Anderson localization of light in two dimensions

Abstract

Anderson localization is a physical phenomenon that occurs when waves propagate in disordered media. However, there is no conclusive observation of the existence of electromagnetic wave localization in three dimensions, most likely due to its vectorial nature. Interestingly, two-dimensional media possess both scalar and vector scattering channels for light, with localization in the former, and absence of localization in the latter where polarization effects must be taken into account. One characteristic of Anderson localization is the decay of the dimensionless conductance (also called Thouless number) with the system size ,according to the so-called scaling theory. For example, in a 2D dense system the vector channel has a conductance nearly constant with respect to the size of the system, whereas the scalar channel present an exponential decay. This work is devoted to studying the influence of the near-field and polarization coupling terms in the transport of 2D systems, in the limit of low density and large size.

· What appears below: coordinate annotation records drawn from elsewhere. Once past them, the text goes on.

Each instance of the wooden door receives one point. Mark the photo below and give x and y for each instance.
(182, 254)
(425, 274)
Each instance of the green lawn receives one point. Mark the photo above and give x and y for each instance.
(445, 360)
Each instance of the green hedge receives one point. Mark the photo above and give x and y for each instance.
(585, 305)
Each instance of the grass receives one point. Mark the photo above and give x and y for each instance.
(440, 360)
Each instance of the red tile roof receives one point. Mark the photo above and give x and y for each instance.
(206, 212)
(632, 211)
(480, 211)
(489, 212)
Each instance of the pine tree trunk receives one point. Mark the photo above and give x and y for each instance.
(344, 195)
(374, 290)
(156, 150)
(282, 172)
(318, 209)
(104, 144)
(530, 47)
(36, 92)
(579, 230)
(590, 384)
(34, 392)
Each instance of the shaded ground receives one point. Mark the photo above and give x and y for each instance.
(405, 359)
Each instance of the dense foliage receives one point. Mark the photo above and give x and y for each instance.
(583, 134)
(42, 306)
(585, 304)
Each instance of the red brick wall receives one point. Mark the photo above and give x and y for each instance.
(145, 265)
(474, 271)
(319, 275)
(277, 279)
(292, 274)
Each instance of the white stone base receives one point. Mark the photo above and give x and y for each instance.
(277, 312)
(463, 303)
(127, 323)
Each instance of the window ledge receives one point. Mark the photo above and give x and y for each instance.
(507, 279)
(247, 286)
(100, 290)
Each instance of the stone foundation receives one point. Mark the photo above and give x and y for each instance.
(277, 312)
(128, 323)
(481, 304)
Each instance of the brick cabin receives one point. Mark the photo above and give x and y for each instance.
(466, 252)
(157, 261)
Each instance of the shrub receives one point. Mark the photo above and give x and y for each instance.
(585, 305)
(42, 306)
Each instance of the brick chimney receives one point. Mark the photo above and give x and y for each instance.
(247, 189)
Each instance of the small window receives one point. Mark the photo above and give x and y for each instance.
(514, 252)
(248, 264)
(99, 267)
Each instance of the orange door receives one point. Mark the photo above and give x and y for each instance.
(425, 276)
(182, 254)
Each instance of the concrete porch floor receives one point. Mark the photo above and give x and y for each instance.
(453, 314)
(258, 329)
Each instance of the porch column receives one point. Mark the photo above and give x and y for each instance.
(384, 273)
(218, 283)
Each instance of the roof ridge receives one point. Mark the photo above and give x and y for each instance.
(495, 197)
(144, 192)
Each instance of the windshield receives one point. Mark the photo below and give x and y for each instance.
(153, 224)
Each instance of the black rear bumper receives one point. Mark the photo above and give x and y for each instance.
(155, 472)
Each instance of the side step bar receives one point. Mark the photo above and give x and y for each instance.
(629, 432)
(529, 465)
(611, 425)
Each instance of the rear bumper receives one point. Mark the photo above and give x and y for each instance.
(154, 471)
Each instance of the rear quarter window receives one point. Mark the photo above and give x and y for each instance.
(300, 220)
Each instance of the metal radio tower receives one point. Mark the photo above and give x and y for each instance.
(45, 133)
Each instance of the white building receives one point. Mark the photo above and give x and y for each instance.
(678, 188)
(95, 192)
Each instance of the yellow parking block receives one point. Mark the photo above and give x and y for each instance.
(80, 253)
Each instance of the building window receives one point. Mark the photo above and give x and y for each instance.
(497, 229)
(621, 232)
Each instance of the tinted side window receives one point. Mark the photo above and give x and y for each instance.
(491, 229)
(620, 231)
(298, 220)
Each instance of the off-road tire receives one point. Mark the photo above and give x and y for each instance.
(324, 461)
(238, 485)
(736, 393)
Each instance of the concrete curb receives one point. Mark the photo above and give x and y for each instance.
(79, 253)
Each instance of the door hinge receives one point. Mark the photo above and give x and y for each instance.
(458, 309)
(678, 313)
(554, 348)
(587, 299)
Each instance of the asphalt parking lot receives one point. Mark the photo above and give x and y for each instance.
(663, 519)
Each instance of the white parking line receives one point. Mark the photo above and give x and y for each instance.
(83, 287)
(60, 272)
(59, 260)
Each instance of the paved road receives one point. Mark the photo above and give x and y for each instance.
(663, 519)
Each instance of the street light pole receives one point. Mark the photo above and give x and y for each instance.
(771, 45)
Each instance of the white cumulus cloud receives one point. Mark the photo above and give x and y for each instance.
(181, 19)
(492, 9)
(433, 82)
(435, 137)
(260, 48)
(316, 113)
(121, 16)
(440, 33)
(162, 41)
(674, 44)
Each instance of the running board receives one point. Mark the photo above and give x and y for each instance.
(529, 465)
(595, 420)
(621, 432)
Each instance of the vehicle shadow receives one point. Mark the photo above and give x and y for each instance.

Indeed, the polarization-coupling term which prevent light localization in the vector channel is expected to be very weak, so localization may occur in this limit. We consider a two-dimensional circular cloud of point-like scatterers in a two-dimensional vacuum. Numerical simulations are realized to study the conductance as the system size increases, tuning the scatterers density.We present preliminary results on the scaling of the dimensionless conductance in the limit of decreasing densities, giving hints on the behaviour of localization in low-density 2D systems.